FOR IMMEDIATE RELEASE
Contact: Matt Brown, [email protected], +1-202-468-2925
WASHINGTON – The Enough Project praised the Office of the Prosecutor of the International Criminal Court for publicly requesting the Court to issue an arrest warrant against Abdel-Rahim Mohamed Hussein, Sudan’s Defense Minister, for war crimes in the conflict in Sudan’s western Darfur region. The Enough Project also released a report citing evidence of Hussein’s war crimes committed in the ongoing conflict along the border with South Sudan.
“An arrest warrant would be helpful in that it would focus responsibility for major war crimes more closely on the senior figures in the armed forces who have consistently targeted civilians in the context of their military operations,” said Enough Project co-founder John Prendergast. “President Bashir and Defense Minister Hussein are part of a small cabal making most of the decisions on war strategy, not just in Darfur but also in the current hot spots of South Kordofan and Blue Nile. They are responsible for the forcible displacement of literally millions of Sudanese over the course of the last eight years, and countless others before that in the North-South war.”
Hussein is the fourth senior Sudanese official targeted by the ICC in the Darfur conflict. The highest profile suspect is Sudanese president Omar al Bashir. The court is not mandated to investigate crimes committed along the border with South Sudan. The Sudan Armed Forces, led by Hussein, has bombed civilians and razed villages during its conflict with rebels in the border areas of Abyei, South Kordofan and Blue Nile since May.
“The world has taken another small step toward accountability for crimes against humanity with this request for an arrest warrant,” Prendergast said. “It is incumbent, however, on state supporters of the ICC to help craft strategies to apprehend the Defense Minister and other suspects so they can ultimately face justice.”
Hussein served as the Minister of Interior between 2003 and 2007, during which his mandate included responsibility for police, the Popular Defense Forces, or PDF, civil defense, drug control, and prisons. While Interior Minister, Hussein also served as Special Representative of the President in Darfur.
As the Minister of Defense since 2007, Hussein adopted in South Kordofan, Blue Nile, and Abyei the strategy and tactics previously used in Darfur. Though crimes committed in the Three Areas are outside the ICC’s mandate for investigation and arrest, Hussein currently directs the indiscriminate aerial bombing of civilians, forced mass displacement, the use of irregular militias against civilian villages, arbitrary arrest and detention, and extrajudicial killing, just as he did in Darfur. Satellite Sentinel Project has documented and shared with the ICC evidence of five razed towns and villages in the Three Areas and eight sites apparently containing mass graves in South Kordofan.
“The Sudanese army is consolidating power in Sudan, and General Hussein sits at the top of this elaborate system of state-sponsored repression,” Prendergast said. “Hussein is directly complicit in planning and authorizing serious war crimes in Darfur, which are covered by the ICC arrest warrant.
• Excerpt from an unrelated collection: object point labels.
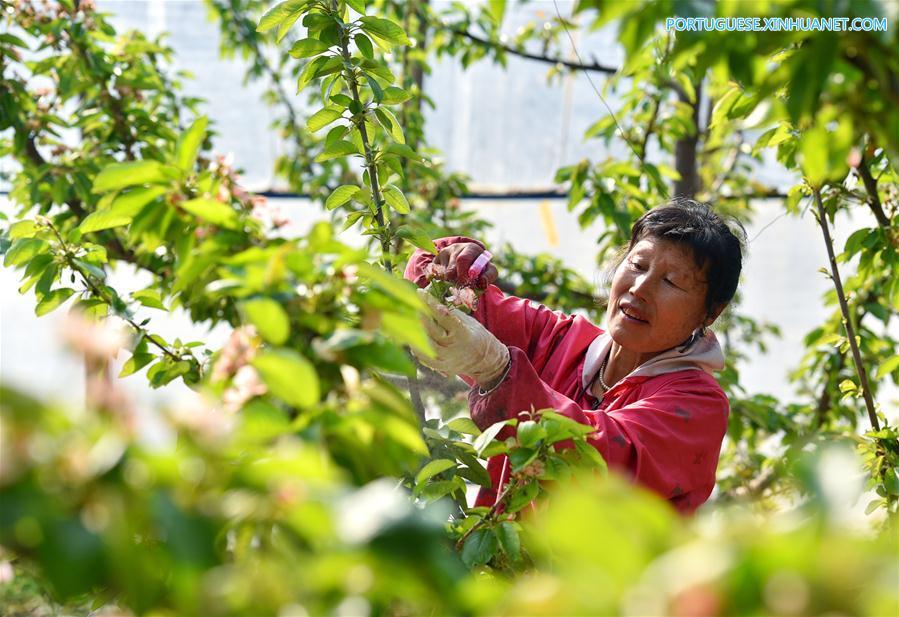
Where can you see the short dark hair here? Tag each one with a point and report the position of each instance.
(715, 241)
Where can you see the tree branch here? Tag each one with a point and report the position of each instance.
(596, 67)
(847, 318)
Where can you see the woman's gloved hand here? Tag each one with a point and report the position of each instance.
(462, 345)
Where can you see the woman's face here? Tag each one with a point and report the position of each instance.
(657, 298)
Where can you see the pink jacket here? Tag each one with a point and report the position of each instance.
(662, 424)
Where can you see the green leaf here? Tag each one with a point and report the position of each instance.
(24, 249)
(521, 498)
(394, 96)
(390, 124)
(888, 367)
(270, 319)
(464, 425)
(489, 434)
(289, 376)
(306, 48)
(433, 468)
(364, 45)
(123, 209)
(336, 149)
(150, 297)
(479, 548)
(496, 9)
(135, 363)
(212, 211)
(357, 5)
(23, 229)
(848, 386)
(433, 491)
(402, 150)
(590, 455)
(530, 433)
(386, 32)
(396, 199)
(278, 13)
(813, 148)
(509, 541)
(376, 90)
(122, 175)
(522, 457)
(318, 67)
(341, 195)
(322, 118)
(52, 300)
(189, 144)
(285, 26)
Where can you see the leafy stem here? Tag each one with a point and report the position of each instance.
(844, 308)
(370, 161)
(110, 300)
(492, 513)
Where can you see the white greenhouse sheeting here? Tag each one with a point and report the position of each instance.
(500, 150)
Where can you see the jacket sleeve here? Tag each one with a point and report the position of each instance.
(668, 441)
(517, 322)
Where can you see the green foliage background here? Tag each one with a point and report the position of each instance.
(305, 477)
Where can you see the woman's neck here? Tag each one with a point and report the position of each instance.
(621, 363)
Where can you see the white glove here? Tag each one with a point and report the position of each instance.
(462, 345)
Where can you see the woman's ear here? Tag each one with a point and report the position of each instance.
(714, 313)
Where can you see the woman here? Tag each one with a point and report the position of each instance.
(645, 382)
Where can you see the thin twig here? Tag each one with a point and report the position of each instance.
(870, 183)
(582, 66)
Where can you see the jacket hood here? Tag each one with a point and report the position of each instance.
(704, 354)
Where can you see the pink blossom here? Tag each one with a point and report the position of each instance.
(238, 351)
(198, 415)
(435, 271)
(6, 572)
(245, 385)
(463, 297)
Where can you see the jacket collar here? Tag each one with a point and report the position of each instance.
(703, 354)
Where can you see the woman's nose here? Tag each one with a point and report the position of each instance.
(640, 284)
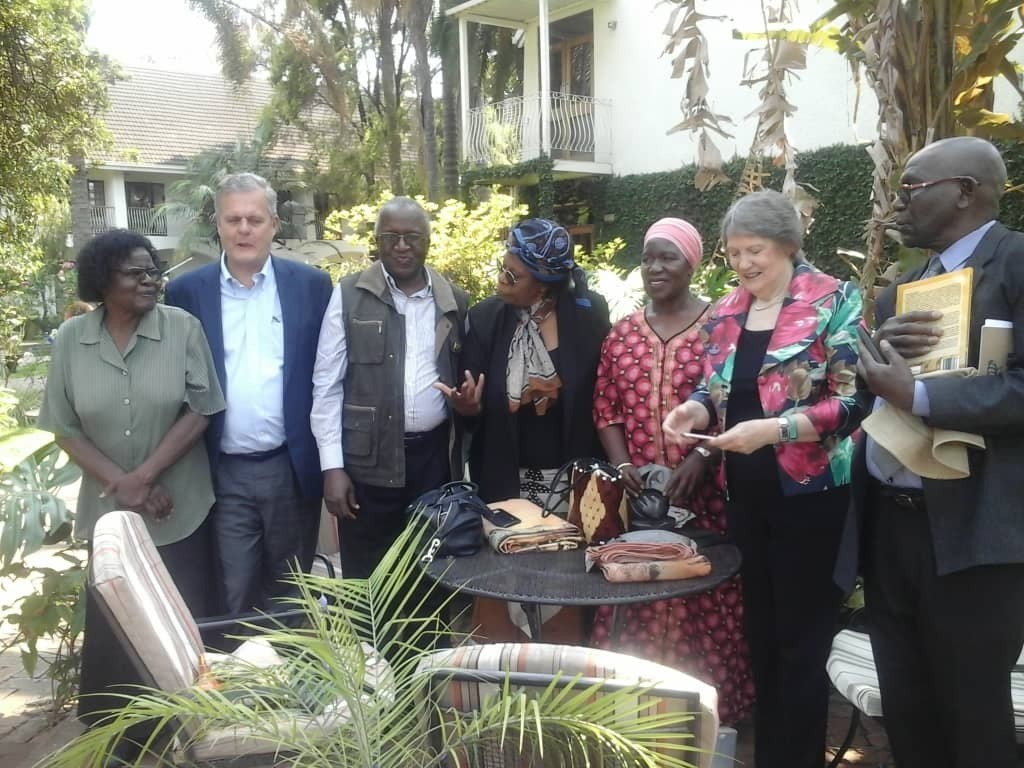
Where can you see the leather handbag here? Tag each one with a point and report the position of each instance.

But he is also responsible for crimes against humanity in Abyei, the Nuba Mountains, and Blue Nile. It is imperative to bring him to justice not only to create accountability for past crimes in Darfur but also to prevent new atrocities in other regions of Sudan. A mechanism of enforcing the arrest warrant is urgently needed. European supporters of the ICC and the U.S. should support African and other efforts to apprehend Hussein and bring him to The Hague.”